Deep neural network (DNN) training is an iterative process of updating network weights, called gradient computation, where (mini-batch) stochastic gradient descent (SGD) algorithm is generally used. Since SGD inherently allows gradient computations with noise, the proper approximation of computing weight gradients within SGD noise can be a promising technique to save energy/time consumptions during DNN training. This article proposes two novel techniques to reduce the computational complexity of the gradient computations for the acceleration of SGD-based DNN training. First, considering that the output predictions of a network (confidence) change with training inputs, the relation between the confidence and the magnitude of the weight gradient can be exploited to skip the gradient computations without seriously sacrificing the accuracy, especially for high confidence inputs. Second, the angle diversity-based approximations of intermediate activations for weight gradient calculation are also presented. Based on the fact that the angle diversity of gradients is small (highly uncorrelated) in the early training epoch, the bit precision of activations can be reduced to 2-/4-/8-bit depending on the resulting angle error between the original gradient and quantized gradient. The simulations show that the proposed approach can skip up to 75.83% of gradient computations with negligible accuracy degradation for CIFAR-10 dataset using ResNet-20. Hardware implementation results using 65-nm CMOS technology also show that the proposed training accelerator achieves up to 1.69× energy efficiency compared with other training accelerators.
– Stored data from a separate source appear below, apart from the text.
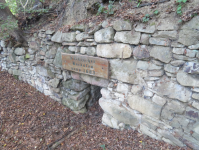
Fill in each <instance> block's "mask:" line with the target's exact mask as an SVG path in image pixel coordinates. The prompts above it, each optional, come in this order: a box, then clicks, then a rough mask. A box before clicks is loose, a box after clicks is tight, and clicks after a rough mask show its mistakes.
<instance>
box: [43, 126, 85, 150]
mask: <svg viewBox="0 0 199 150" xmlns="http://www.w3.org/2000/svg"><path fill="white" fill-rule="evenodd" d="M85 127H86V126H85V125H84V126H82V127H80V128H78V129H76V130H74V131H73V132H71V133H70V134H68V135H67V134H66V135H64V136H63V137H62V138H61V139H59V140H57V141H55V142H54V144H49V145H48V149H47V150H53V149H55V148H56V147H57V146H59V145H60V144H61V143H62V142H63V141H64V140H65V138H69V137H71V136H72V135H74V134H76V133H78V132H79V131H80V130H82V129H83V128H85Z"/></svg>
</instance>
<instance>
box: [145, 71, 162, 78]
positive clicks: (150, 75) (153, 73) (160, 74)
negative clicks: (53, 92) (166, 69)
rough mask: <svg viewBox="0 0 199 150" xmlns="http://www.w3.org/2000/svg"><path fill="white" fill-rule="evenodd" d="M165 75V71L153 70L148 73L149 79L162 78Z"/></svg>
mask: <svg viewBox="0 0 199 150" xmlns="http://www.w3.org/2000/svg"><path fill="white" fill-rule="evenodd" d="M163 74H164V70H152V71H148V76H149V77H161V76H162V75H163Z"/></svg>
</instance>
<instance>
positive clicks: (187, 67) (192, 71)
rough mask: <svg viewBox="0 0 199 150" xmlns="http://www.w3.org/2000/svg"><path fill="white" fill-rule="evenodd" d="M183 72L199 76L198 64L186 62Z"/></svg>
mask: <svg viewBox="0 0 199 150" xmlns="http://www.w3.org/2000/svg"><path fill="white" fill-rule="evenodd" d="M183 71H184V72H186V73H190V74H199V63H195V62H186V63H185V64H184V67H183Z"/></svg>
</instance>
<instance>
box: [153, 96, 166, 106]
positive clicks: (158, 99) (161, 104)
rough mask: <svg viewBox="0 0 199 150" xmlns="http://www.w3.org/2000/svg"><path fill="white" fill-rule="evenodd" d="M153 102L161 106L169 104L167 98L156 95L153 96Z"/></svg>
mask: <svg viewBox="0 0 199 150" xmlns="http://www.w3.org/2000/svg"><path fill="white" fill-rule="evenodd" d="M152 101H153V102H154V103H156V104H158V105H160V106H164V104H165V103H166V102H167V100H166V99H165V98H162V97H160V96H158V95H156V94H155V95H154V96H153V98H152Z"/></svg>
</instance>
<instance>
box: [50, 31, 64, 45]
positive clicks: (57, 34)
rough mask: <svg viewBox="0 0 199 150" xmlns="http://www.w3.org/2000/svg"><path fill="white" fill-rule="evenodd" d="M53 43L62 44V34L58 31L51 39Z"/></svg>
mask: <svg viewBox="0 0 199 150" xmlns="http://www.w3.org/2000/svg"><path fill="white" fill-rule="evenodd" d="M51 41H53V42H57V43H62V32H61V31H59V30H58V31H57V32H56V33H55V34H54V35H53V36H52V38H51Z"/></svg>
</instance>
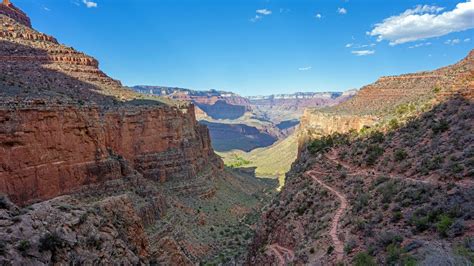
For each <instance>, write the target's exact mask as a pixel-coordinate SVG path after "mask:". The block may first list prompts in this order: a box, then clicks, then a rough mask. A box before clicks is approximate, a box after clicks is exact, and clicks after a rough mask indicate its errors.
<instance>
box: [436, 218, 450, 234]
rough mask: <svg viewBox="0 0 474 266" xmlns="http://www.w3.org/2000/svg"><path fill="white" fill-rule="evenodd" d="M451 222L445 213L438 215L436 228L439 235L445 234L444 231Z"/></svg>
mask: <svg viewBox="0 0 474 266" xmlns="http://www.w3.org/2000/svg"><path fill="white" fill-rule="evenodd" d="M452 224H453V220H452V219H451V218H450V217H449V216H448V215H446V214H442V215H440V216H439V221H438V222H437V223H436V230H437V231H438V233H439V234H440V235H441V236H446V232H447V231H448V229H449V227H451V225H452Z"/></svg>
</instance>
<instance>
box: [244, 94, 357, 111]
mask: <svg viewBox="0 0 474 266" xmlns="http://www.w3.org/2000/svg"><path fill="white" fill-rule="evenodd" d="M356 92H357V91H355V90H350V91H347V92H344V93H342V92H298V93H294V94H277V95H268V96H252V97H249V100H250V103H251V104H252V105H253V106H254V107H255V108H258V109H261V110H262V111H266V112H278V111H280V112H284V111H292V112H294V113H298V114H300V115H301V114H302V113H303V111H304V109H306V108H316V107H325V106H333V105H336V104H339V103H342V102H344V101H347V100H348V99H350V98H352V97H353V96H354V95H355V94H356Z"/></svg>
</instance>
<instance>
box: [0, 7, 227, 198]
mask: <svg viewBox="0 0 474 266" xmlns="http://www.w3.org/2000/svg"><path fill="white" fill-rule="evenodd" d="M0 10H1V13H0V25H1V28H0V125H1V127H0V191H1V192H3V193H6V194H7V195H8V196H9V197H10V198H11V199H12V200H13V201H14V202H16V203H19V204H27V203H30V202H33V201H37V200H45V199H49V198H53V197H55V196H58V195H61V194H65V193H69V192H72V191H74V190H76V189H78V188H79V187H81V186H83V185H87V184H91V183H96V182H103V181H105V180H111V179H117V178H122V177H124V176H126V175H127V174H128V173H127V172H124V168H123V167H122V162H123V161H126V162H127V164H129V165H130V166H131V167H132V168H133V169H134V170H137V171H139V172H140V173H141V174H143V175H144V176H145V177H147V178H150V179H153V180H159V181H162V182H163V181H166V180H169V179H186V178H188V179H189V178H192V177H194V176H196V175H197V174H198V173H199V172H200V171H201V170H202V169H203V168H204V167H205V166H206V165H207V164H209V163H210V164H214V165H215V166H217V167H218V168H219V167H221V165H222V162H221V161H220V160H219V159H217V157H216V156H215V155H214V152H213V150H212V148H211V146H210V139H209V133H208V130H207V128H205V127H204V126H201V125H199V124H198V123H197V122H196V119H195V115H194V107H193V106H192V105H188V104H180V103H168V102H164V101H163V100H162V99H159V98H156V97H155V98H153V97H148V98H144V97H143V96H142V95H139V94H137V93H135V92H133V91H131V90H129V89H127V88H124V87H122V86H121V84H120V82H118V81H116V80H113V79H111V78H110V77H108V76H107V75H106V74H104V73H103V72H102V71H100V69H98V62H97V60H95V59H94V58H92V57H90V56H87V55H85V54H83V53H80V52H77V51H75V50H74V49H72V48H69V47H66V46H63V45H60V44H59V43H58V42H57V41H56V39H54V38H53V37H50V36H47V35H45V34H42V33H39V32H37V31H35V30H33V29H32V28H31V27H30V26H31V25H30V24H29V23H26V21H29V19H27V17H26V15H24V13H22V12H21V11H19V9H17V8H16V7H14V6H13V5H12V4H11V3H4V4H2V5H0ZM7 11H9V12H10V13H7ZM11 12H16V13H11ZM12 14H17V15H16V16H14V15H12ZM18 14H23V16H20V15H18Z"/></svg>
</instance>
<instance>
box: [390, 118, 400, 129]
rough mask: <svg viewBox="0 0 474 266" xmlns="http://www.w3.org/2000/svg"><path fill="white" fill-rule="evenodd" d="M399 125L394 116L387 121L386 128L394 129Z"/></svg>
mask: <svg viewBox="0 0 474 266" xmlns="http://www.w3.org/2000/svg"><path fill="white" fill-rule="evenodd" d="M399 126H400V124H399V123H398V120H397V119H396V118H393V119H391V120H390V121H388V128H389V129H391V130H395V129H397V128H398V127H399Z"/></svg>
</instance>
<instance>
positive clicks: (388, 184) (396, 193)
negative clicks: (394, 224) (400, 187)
mask: <svg viewBox="0 0 474 266" xmlns="http://www.w3.org/2000/svg"><path fill="white" fill-rule="evenodd" d="M399 190H400V187H399V186H398V183H397V182H395V181H394V180H390V181H389V182H386V183H385V184H383V185H382V186H380V187H379V188H378V189H377V191H378V193H379V194H381V195H382V203H390V202H392V199H393V197H394V196H395V195H396V194H397V193H398V192H399Z"/></svg>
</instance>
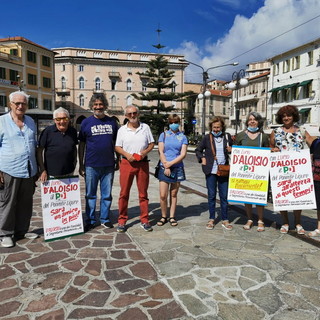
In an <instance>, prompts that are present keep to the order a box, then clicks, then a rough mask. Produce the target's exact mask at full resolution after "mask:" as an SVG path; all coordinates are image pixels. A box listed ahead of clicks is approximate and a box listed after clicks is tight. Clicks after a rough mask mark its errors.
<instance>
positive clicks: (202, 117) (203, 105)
mask: <svg viewBox="0 0 320 320" xmlns="http://www.w3.org/2000/svg"><path fill="white" fill-rule="evenodd" d="M179 60H180V61H182V62H188V63H190V64H192V65H194V66H196V67H199V68H201V70H202V92H201V93H199V95H198V99H199V100H202V99H203V103H202V124H201V128H202V130H201V131H202V136H204V135H205V134H206V100H207V98H209V97H210V96H211V92H210V91H209V90H207V83H208V79H209V75H208V71H209V70H212V69H216V68H221V67H226V66H237V65H238V64H239V62H233V63H227V64H222V65H220V66H214V67H211V68H208V69H207V70H205V69H204V68H203V67H202V66H200V65H198V64H196V63H194V62H191V61H188V60H186V59H179Z"/></svg>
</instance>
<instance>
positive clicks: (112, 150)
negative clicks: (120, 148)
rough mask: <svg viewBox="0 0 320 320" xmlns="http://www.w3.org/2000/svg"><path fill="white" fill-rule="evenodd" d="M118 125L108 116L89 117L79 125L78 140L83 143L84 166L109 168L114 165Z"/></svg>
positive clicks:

深度神经网络(DNN)训练是一个更新网络权重的迭代过程,称为梯度计算,通常使用(小批量)随机梯度下降(SGD)算法。由于SGD本质上允许进行带噪声的梯度计算,在SGD噪声范围内对计算权重梯度进行适当近似,可能是一种在DNN训练期间节省能量/时间消耗的有前景的技术。本文提出了两种新颖的技术,以降低梯度计算的计算复杂度,从而加速基于SGD的DNN训练。首先,考虑到网络的输出预测(置信度)会随训练输入而变化,可以利用置信度与权重梯度大小之间的关系来跳过梯度计算,而不会严重牺牲准确性,特别是对于高置信度输入。其次,还提出了基于角度分集的中间激活近似方法用于权重梯度计算。基于早期训练阶段梯度的角度分集较小(高度不相关)这一事实,根据原始梯度与量化梯度之间产生的角度误差,激活的比特精度可以降低到2位/4位/8位。仿真结果表明,对于使用ResNet-20的CIFAR-10数据集,所提出的方法可以跳过高达75.83%的梯度计算,且精度下降可忽略不计。使用65纳米CMOS技术的硬件实现结果还表明,与其他训练加速器相比,所提出的训练加速器实现了高达1.69倍的能源效率。